Endogenous opioids also play a role in the reward circuit. Release of these transmitters leads to higher levels of striatal dopamine, that is, to what we think is rewarding. And indeed, the rewarding properties of alcoholic beverages (13) and of sweet (or palatable) foods (14) are thought to be mediated by this pathway. However, opioids also play a role in pleasure. Naltrexone, an opioid blocker, reduces short-term food intake, but more importantly, this effect may be limited to palatable foods. Naltrexone treatment does lead to reduced pleasantness ratings for foods, but it does not appear to affect hunger [see (15) for a review].

v Neuroanatomy
Anatomy is another point of comparison between food and drug cravings. Although there have been numerous brain imaging studies on subjects who were thinking about food (16), few of them have made an attempt to limit the images to craving. In an fMRI study by Pelchat et al. (2), great care was taken to isolate craving-related activation from activation related to hunger or liking. Two groups of subjects were studied. One was on a nutritionally adequate however monotonous diet for one.5 d before imaging and therefore the alternative cluster consumed Associate in Nursing unrestricted diet with sampling of the monotonous diet thus that they would become familiar with it

v Learning
Food and drug cravings may also be learned in similar ways.
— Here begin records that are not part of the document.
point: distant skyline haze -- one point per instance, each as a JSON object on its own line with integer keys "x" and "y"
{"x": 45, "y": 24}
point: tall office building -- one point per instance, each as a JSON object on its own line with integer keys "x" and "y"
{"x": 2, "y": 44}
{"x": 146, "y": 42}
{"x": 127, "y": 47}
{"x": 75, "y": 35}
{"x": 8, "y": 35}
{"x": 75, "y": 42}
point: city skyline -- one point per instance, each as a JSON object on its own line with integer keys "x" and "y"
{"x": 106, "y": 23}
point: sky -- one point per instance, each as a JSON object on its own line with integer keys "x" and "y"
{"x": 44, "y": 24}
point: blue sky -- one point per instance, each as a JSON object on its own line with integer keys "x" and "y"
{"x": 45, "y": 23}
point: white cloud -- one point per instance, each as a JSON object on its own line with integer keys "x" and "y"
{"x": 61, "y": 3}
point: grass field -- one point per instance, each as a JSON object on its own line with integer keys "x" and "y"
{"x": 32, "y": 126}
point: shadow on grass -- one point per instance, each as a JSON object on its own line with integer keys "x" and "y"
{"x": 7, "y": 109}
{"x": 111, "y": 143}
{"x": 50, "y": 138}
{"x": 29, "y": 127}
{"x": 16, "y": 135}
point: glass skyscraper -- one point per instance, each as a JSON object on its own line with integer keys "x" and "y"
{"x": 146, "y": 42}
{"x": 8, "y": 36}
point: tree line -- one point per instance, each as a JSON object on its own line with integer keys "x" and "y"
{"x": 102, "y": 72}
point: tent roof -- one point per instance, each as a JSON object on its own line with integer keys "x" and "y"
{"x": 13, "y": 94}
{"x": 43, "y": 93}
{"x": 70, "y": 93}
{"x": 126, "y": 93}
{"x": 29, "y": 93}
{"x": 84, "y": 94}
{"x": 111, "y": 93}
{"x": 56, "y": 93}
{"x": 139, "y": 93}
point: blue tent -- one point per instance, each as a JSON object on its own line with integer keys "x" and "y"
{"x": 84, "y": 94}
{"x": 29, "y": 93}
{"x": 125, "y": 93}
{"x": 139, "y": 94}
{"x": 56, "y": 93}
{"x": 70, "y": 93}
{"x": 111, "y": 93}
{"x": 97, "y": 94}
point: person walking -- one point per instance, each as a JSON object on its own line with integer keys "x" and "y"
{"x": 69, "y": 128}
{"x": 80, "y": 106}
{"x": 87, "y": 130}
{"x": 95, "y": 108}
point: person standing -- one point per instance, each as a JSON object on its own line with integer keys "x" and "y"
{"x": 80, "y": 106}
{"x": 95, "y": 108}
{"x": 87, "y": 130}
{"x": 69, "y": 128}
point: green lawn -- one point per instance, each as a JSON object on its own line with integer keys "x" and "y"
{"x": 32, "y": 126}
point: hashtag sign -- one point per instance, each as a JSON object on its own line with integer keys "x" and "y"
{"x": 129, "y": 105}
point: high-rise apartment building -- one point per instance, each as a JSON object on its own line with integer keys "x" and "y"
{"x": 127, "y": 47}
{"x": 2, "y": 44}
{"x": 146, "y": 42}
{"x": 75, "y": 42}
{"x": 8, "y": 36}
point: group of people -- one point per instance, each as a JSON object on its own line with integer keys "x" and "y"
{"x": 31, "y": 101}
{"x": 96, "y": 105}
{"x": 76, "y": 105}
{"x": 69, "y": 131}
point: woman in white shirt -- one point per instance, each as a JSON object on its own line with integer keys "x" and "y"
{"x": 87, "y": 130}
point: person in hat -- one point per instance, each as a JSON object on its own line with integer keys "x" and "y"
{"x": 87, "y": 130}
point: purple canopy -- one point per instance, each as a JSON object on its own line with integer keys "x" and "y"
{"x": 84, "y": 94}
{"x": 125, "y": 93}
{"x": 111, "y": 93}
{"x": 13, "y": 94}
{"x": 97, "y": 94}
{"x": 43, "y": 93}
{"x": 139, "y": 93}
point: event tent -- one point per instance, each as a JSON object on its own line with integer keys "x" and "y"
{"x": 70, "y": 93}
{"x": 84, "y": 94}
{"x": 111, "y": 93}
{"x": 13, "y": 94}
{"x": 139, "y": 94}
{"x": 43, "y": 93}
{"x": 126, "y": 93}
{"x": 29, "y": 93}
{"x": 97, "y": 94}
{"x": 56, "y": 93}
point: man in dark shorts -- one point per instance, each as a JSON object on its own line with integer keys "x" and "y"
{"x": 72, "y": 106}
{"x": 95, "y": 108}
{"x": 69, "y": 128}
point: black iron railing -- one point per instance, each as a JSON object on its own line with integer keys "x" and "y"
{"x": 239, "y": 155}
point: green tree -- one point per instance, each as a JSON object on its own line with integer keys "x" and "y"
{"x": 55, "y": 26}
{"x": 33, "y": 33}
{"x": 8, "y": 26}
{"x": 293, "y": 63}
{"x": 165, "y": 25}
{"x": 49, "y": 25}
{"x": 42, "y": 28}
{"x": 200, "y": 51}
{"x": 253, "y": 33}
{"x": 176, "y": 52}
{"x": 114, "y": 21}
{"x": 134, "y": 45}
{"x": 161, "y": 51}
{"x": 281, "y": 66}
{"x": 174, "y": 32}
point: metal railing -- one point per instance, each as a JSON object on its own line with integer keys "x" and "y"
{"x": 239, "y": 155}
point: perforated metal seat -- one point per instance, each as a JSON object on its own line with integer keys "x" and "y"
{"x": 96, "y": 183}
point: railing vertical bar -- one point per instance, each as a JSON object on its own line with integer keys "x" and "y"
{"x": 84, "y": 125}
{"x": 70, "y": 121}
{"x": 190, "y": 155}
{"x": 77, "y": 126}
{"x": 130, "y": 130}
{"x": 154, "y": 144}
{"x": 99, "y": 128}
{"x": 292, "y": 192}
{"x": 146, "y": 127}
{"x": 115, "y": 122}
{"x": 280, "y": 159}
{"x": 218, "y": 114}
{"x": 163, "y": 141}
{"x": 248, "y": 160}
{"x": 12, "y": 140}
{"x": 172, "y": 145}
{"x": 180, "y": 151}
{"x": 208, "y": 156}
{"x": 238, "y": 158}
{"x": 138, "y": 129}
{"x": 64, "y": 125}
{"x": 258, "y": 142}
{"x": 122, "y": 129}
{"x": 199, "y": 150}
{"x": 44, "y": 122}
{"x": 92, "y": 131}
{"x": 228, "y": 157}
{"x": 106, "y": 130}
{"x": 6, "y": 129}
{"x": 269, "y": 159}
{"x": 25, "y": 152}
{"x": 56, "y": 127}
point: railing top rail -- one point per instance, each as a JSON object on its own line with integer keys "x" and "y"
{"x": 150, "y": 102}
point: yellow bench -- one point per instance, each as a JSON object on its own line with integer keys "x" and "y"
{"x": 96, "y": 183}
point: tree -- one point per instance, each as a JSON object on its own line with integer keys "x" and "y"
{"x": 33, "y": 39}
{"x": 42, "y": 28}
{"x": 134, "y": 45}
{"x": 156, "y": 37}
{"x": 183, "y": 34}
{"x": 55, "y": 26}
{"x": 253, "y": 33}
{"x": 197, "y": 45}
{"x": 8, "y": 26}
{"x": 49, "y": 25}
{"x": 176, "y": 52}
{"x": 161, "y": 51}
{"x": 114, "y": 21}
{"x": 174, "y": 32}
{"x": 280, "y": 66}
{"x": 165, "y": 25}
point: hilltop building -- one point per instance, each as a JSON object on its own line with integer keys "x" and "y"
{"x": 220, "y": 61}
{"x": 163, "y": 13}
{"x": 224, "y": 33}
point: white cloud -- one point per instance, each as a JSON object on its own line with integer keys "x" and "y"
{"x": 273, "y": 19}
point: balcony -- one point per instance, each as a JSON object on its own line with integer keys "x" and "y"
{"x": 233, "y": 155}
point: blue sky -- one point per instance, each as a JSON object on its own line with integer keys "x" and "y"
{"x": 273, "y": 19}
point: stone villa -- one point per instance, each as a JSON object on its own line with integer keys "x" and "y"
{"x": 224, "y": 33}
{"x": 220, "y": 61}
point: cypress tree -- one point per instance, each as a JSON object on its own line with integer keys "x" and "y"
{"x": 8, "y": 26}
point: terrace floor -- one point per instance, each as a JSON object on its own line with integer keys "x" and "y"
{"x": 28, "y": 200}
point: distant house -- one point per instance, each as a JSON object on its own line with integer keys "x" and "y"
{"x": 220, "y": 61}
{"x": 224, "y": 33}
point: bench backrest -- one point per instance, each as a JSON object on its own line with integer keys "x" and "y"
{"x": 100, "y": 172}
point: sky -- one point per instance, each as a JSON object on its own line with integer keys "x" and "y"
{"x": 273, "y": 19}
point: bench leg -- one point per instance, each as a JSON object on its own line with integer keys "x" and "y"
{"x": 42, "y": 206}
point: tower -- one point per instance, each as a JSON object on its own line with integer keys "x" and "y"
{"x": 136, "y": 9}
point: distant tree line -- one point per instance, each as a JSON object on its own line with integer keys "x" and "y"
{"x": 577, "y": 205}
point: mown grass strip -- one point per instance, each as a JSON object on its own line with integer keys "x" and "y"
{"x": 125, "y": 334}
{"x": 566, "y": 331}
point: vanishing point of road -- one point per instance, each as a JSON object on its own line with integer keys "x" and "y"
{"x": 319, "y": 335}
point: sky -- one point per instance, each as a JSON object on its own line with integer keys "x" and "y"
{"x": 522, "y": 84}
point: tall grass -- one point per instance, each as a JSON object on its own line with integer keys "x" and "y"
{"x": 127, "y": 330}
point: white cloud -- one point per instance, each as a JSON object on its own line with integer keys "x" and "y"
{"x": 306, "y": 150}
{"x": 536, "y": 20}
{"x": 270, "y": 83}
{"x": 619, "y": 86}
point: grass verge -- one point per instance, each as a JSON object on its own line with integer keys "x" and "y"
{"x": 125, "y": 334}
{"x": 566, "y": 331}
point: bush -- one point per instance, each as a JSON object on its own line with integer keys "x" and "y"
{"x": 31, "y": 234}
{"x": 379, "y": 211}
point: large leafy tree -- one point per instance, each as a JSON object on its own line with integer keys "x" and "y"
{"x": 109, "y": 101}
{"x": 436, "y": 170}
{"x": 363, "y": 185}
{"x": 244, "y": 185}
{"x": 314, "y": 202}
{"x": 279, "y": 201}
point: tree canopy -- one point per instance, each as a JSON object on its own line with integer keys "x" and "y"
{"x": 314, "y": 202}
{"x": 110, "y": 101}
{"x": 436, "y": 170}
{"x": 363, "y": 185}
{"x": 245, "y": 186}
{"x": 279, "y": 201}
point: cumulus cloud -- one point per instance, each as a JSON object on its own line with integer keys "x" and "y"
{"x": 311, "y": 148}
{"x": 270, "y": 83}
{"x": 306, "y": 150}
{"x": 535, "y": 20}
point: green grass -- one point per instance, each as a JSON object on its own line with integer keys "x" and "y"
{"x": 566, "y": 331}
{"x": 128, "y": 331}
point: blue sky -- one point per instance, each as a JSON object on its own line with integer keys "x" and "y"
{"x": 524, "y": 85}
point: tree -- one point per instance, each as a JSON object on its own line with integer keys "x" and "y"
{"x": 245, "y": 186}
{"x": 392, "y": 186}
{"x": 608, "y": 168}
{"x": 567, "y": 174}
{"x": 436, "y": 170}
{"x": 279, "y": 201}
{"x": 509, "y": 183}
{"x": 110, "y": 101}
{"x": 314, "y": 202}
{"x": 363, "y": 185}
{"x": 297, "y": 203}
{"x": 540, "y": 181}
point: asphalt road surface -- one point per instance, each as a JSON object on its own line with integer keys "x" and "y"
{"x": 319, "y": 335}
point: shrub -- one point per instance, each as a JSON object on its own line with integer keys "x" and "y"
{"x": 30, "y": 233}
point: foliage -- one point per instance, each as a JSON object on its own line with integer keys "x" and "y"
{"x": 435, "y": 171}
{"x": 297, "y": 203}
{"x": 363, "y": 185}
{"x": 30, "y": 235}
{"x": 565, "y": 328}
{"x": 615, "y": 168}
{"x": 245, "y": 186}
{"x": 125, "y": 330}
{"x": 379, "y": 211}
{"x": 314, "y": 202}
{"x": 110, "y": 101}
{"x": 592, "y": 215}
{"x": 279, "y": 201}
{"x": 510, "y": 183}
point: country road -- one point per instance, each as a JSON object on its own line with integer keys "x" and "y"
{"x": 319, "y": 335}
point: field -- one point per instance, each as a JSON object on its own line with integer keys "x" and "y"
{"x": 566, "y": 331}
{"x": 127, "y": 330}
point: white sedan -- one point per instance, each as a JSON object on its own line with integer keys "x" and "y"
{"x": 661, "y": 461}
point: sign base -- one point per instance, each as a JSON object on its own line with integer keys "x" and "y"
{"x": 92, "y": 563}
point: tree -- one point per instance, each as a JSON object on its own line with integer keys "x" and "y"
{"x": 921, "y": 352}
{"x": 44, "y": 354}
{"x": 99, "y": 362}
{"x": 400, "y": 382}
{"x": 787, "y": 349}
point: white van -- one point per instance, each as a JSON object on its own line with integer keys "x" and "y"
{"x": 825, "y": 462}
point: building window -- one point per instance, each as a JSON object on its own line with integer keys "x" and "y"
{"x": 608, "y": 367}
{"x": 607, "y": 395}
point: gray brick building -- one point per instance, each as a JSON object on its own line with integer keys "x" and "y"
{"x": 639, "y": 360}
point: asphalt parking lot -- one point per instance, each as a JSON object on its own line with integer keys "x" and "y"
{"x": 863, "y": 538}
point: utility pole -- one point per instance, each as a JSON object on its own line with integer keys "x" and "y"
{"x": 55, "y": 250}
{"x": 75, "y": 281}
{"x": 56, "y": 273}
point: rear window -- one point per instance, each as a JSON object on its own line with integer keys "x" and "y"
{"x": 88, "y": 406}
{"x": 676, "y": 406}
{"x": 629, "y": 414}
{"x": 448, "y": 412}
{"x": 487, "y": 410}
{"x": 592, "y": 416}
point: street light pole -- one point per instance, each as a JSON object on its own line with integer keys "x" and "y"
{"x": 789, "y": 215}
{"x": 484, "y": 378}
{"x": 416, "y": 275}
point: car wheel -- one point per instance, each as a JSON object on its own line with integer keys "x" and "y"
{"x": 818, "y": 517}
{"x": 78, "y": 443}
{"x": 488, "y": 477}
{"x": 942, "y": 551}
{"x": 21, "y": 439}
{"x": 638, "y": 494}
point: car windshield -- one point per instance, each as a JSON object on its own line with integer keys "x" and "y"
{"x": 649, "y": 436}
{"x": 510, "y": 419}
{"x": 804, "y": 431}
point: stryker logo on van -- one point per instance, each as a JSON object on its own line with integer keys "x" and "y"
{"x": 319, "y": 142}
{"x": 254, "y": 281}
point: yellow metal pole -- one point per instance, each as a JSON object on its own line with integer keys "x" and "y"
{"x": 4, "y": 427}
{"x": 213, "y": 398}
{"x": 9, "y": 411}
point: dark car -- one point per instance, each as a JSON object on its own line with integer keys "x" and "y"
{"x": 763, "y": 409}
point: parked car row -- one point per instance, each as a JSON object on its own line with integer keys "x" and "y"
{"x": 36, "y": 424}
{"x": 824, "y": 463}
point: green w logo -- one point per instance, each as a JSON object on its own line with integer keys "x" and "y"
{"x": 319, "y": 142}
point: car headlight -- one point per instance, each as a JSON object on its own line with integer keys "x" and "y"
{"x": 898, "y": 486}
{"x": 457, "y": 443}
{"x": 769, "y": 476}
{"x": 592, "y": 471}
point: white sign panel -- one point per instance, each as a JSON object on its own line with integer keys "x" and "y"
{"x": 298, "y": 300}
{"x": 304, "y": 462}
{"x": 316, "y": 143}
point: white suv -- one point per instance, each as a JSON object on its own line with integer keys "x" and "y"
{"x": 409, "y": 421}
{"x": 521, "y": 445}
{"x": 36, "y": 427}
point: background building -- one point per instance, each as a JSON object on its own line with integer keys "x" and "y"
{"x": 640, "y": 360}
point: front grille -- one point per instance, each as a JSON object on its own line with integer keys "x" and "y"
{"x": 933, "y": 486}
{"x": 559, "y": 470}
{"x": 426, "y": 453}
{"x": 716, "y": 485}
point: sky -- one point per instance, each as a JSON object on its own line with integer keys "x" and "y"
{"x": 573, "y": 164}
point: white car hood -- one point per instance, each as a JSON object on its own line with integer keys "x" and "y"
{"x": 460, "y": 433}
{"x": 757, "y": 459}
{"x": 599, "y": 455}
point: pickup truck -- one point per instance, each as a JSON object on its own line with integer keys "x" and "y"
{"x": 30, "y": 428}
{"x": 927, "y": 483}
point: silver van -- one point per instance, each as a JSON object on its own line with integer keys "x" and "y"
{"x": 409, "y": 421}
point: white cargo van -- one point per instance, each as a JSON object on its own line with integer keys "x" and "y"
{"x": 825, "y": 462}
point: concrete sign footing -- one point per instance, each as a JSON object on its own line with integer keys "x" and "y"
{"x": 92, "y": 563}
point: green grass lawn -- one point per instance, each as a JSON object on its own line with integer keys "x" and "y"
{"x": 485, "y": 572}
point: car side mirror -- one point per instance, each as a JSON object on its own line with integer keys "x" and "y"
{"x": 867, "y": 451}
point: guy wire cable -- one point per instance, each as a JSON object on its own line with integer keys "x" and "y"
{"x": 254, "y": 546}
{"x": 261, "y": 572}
Conditioning effects have been used to explain the once puzzling compulsion to use drugs long after withdrawal (19). The classic example is that a highly motivated individual goes through withdrawal and finishes rehab with flying colors. He sets forth into the outside world with no intention of relapsing. Yet, when he returns to the old neighborhood and old friends, he finds himself craving and using drugs even though he is no longer experiencing withdrawal symptoms.

v Conclusion
There are many parallels between food and drug cravings in humans and in animals (see other articles in this session). Do these parallels demonstrate that food is addictive? Of course, that depends on the definition of “addictive.” Two of the criteria mentioned in the Diagnostic and Statistical Manual of Mental Disorders are tolerance and withdrawal and there is evidence for food withdrawal and tolerance in animals (23,24). However, many of the clinical criteria for addiction/dependence focus on the consequences of continued use or on failure to discontinue use. If there are no negative consequences of eating food and there are no failed attempts to discontinue eating large amounts or certain types of food, there is no diagnosis of addiction. On this basis, most healthy, normal-weight people would not be diagnosed as food addicts and food would not be considered an addictive substance, because, for the most part, it produces positive rather than negative consequences. Drugs of abuse are different from food. The shared neural substrates for food and drug cravings probably evolved to encourage healthy behaviors such as eating and reproduction (25). Drugs of abuse are undesirable because they are able to take over these substrates and to divert efforts away from healthier goals.